In the first loop, the member function .add from type point2D calculates the position of a point on a circle, by adding the vector vr to the circle's center point.
In the second loop, the arithmetic operator + is used instead of the member function .add to add a vector to a point.
In the last loop, the intermediate variable vr is eliminated by substitution.
Arithmetic operator + can be used instead of the memeber function .add to add points and vectors. However, not all combinations of types are allowed.
Arithmetic operator + can add two vectors, resulting in a new vector. It can not add two points.
Also, operator + can move a point by a vector. In this case, the point must be a left operand of operator + , and the vector must be a right operand. The opposite order is not allowed.
Operator - can be used in the same way as operator +.
Uncomment the commented lines to see the error descriptions.
This program draws three half-lines, employing slightly different computations in each one.
In all the loops, line points are drawn by the function discp. The vector mv represents the difference between two line points.
In the first loop, the member function .mul from type vector2D calculates the position of a point on a line, by multiplying the vector mv.
In the second loop, the arithmetic operator * is used instead of the member function .mul to multiply the vector mv.
The third line is decorative. It is drawn with a blue-red color gradient.
Arithmetic operator * can be used instead of the memeber function .mul to multiply vectors. However, not all combinations of types are allowed.
Operator * can multipliy a vector by a number, or a number by a vector. The result is a new vector. Points can not be multiplied.
Operator / can divide a vector by a number, where the vector is a left operand and the number is a right operand. The opposite is not allowed. Points can not be divided.
Uncomment the erroneous lines to see error descriptions.
This program combines a linear and a circular motion into a single one.
This program combines two circular motions into a single motion. The first circular motion has an amplitude of 200, and the second one has an amplitude of 50.
This program combines two circular motions into a single motion. In this case, both circular motions have the same amplitude equal to 150.
* * *
-- Orientations of Coordinate Systems --
The coordinate system commonly used in 2D computer graphics has the y-coordinate increasing downwards. This would be quite unusual in common mathematics, where the y-coordinate commonly increases upwards.
One of the consequences of this discrepancy reflects in the direction of rotation. In 2D computer graphics, the positive rotation (i.e. a rotation by a positive angle) is in the clockwise direction, while in common mathematics the positive rotation is anti-clockwise.
The choice of this coordinate system for 2D computer graphics is due to the scanning direction of electron guns in old televisions. A television's electron gun scans the screen from left to right and from top to bottom.

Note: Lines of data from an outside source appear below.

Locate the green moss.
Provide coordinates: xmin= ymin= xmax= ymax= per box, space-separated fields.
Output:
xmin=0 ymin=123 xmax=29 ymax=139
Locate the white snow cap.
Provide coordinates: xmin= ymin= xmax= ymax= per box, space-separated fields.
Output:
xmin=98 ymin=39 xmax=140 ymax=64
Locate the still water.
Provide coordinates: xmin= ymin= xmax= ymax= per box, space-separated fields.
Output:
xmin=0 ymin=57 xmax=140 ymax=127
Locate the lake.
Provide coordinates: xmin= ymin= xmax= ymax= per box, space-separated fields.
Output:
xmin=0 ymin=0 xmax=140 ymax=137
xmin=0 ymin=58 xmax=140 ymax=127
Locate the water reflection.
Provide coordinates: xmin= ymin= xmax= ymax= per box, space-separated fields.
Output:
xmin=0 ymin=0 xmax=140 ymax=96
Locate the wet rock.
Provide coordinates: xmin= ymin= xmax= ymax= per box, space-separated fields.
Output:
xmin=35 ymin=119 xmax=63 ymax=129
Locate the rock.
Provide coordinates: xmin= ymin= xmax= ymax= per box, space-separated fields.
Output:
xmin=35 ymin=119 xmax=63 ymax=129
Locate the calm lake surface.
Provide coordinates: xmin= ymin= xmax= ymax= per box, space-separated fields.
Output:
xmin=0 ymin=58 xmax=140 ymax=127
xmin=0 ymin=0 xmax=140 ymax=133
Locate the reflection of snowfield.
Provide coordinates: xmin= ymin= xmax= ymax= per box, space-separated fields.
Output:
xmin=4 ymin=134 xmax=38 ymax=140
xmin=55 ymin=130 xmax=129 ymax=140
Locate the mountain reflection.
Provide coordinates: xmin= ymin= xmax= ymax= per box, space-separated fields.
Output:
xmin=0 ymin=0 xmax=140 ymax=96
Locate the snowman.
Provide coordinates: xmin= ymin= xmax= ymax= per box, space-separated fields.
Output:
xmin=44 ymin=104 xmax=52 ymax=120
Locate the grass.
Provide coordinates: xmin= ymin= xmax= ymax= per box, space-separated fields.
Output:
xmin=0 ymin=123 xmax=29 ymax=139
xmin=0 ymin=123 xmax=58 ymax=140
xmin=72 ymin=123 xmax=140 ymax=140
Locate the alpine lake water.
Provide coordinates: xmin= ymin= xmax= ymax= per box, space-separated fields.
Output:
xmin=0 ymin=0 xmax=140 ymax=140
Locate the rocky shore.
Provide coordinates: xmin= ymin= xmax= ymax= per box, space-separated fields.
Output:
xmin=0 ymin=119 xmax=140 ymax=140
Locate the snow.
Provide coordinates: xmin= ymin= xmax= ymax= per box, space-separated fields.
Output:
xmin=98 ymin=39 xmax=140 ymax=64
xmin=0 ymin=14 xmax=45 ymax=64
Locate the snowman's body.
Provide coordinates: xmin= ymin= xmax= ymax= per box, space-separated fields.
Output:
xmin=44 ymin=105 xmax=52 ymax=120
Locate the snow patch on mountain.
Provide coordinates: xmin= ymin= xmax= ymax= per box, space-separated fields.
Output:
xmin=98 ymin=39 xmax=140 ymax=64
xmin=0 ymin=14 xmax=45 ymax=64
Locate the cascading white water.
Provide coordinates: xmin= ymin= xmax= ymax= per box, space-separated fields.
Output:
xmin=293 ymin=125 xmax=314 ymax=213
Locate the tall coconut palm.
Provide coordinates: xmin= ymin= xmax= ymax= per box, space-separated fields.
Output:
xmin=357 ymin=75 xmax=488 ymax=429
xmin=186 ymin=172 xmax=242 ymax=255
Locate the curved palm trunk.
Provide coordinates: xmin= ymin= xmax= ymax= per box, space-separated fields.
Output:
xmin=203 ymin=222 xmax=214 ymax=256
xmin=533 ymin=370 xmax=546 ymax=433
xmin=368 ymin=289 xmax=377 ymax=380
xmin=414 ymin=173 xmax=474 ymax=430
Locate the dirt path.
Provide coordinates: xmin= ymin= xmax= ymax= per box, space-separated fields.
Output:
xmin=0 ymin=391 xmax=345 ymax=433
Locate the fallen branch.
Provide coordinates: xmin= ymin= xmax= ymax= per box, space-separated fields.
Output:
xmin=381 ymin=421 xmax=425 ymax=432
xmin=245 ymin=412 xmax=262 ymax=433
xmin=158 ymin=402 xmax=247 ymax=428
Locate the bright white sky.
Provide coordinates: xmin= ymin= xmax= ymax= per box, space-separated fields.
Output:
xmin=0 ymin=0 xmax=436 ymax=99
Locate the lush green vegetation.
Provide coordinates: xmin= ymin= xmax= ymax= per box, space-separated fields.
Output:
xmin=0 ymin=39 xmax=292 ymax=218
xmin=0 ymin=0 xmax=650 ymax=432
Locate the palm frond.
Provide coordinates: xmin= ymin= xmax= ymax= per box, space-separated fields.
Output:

In any number of dimensions, two orientations of coordinate systems are possible. A long time ago, those two orientations were given some arbitrary names by mathematicians. The orientation of common 2D coordinate system in mathematics is called the right orientation, while the orientation of the coordinate system in 2D computer graphics is called the left orientation.

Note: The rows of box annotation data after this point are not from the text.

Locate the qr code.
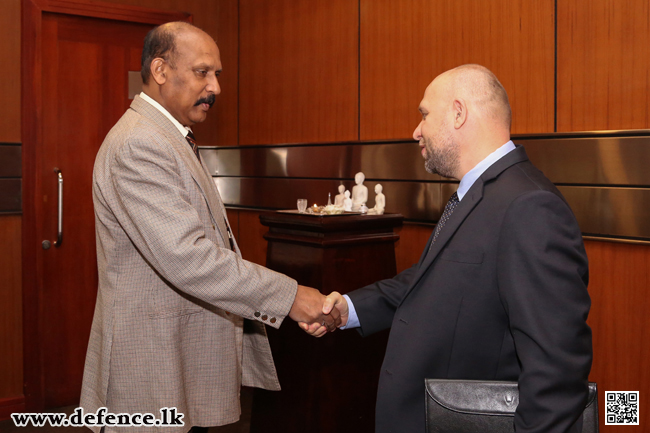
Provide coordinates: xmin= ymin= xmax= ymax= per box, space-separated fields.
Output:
xmin=605 ymin=391 xmax=639 ymax=425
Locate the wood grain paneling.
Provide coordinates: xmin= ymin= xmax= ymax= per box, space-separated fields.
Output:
xmin=585 ymin=241 xmax=650 ymax=432
xmin=0 ymin=0 xmax=20 ymax=142
xmin=0 ymin=215 xmax=23 ymax=400
xmin=239 ymin=0 xmax=359 ymax=144
xmin=237 ymin=210 xmax=268 ymax=266
xmin=360 ymin=0 xmax=555 ymax=140
xmin=395 ymin=223 xmax=435 ymax=273
xmin=557 ymin=0 xmax=650 ymax=131
xmin=103 ymin=0 xmax=238 ymax=146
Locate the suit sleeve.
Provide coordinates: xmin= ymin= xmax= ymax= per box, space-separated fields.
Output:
xmin=105 ymin=132 xmax=297 ymax=327
xmin=347 ymin=264 xmax=418 ymax=337
xmin=497 ymin=191 xmax=592 ymax=433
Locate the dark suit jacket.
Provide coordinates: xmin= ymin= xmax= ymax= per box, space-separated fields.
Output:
xmin=349 ymin=146 xmax=592 ymax=433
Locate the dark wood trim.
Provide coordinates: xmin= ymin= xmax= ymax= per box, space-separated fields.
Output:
xmin=32 ymin=0 xmax=192 ymax=24
xmin=0 ymin=143 xmax=23 ymax=177
xmin=0 ymin=395 xmax=25 ymax=421
xmin=21 ymin=0 xmax=192 ymax=412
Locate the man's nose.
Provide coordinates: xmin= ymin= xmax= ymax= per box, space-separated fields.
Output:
xmin=413 ymin=121 xmax=422 ymax=141
xmin=205 ymin=75 xmax=221 ymax=95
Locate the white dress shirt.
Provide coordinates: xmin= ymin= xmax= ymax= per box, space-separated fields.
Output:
xmin=140 ymin=92 xmax=191 ymax=137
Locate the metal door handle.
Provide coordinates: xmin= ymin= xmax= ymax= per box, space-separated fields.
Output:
xmin=54 ymin=168 xmax=63 ymax=248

This program draws lines that connect two concentric circular motions.
Here is the random jumping rotating zombie program.
To slow down the jumping-around speed, change the value of variable speedMul to 0.5, or even to 0.3.

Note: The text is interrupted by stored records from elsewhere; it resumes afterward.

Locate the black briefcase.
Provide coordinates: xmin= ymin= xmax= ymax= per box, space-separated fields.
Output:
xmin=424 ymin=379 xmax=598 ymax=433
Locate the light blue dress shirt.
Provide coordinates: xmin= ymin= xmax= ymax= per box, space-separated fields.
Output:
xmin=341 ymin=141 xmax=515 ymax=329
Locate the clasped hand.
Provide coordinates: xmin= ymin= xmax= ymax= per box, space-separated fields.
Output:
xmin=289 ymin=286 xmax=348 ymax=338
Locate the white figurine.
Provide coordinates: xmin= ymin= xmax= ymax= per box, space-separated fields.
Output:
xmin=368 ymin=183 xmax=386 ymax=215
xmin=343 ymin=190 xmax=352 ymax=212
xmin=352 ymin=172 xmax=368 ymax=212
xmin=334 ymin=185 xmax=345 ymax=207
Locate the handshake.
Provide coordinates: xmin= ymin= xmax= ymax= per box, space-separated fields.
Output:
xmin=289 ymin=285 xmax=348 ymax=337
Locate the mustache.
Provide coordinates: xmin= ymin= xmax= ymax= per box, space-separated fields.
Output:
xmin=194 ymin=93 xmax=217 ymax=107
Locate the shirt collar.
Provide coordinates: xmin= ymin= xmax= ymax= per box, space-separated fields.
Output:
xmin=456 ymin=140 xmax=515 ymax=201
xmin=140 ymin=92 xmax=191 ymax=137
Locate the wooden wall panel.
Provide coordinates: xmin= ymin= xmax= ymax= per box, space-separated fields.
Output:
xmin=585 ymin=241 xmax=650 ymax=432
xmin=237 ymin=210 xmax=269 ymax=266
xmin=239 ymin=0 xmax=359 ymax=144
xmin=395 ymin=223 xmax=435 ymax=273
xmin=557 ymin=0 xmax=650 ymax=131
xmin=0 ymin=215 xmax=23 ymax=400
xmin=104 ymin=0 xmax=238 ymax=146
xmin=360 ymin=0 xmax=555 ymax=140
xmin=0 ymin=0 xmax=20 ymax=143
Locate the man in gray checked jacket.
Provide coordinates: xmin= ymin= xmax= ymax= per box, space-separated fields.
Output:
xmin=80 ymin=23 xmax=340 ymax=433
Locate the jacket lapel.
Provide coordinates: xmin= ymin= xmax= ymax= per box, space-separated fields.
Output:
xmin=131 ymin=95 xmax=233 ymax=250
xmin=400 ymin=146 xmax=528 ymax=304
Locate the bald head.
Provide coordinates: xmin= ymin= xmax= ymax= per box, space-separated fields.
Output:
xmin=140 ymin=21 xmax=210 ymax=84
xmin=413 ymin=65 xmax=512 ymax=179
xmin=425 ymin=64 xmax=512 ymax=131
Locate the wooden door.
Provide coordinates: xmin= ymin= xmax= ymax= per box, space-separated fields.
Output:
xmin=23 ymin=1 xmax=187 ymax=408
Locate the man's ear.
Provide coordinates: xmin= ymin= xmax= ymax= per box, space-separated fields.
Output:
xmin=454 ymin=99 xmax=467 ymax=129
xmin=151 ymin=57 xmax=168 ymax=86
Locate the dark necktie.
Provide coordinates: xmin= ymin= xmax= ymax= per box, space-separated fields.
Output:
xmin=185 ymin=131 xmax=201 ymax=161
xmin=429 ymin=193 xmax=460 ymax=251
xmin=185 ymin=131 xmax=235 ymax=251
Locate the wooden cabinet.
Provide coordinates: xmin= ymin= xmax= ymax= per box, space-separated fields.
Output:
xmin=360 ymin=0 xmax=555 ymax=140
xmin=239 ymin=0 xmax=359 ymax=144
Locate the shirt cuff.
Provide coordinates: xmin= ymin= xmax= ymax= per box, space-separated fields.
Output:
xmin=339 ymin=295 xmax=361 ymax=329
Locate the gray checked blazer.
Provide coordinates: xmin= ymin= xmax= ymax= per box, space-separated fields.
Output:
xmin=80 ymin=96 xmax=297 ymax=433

This size of this program prevents easy analysis. Besides that, the program employs linear interpolation, which involves a bit of mathematics. But, if you feel like it, with some peristence you can analyze and understand the program.
The resulting position is linearly interpolated between positions posStart and posEnd. This can be easily observed while the program is running, especially when it is slowed down.
The formula for linear interpolation between any two numbers, for example between angles a1 and a2 is:
- angle = a1 + t*(a2-a1)
In this formula, t is some number between 0 and 1. When t is close to 0, the resulting angle is close to angle a1. When t is close to 1, the resulting angle is close to angle a2.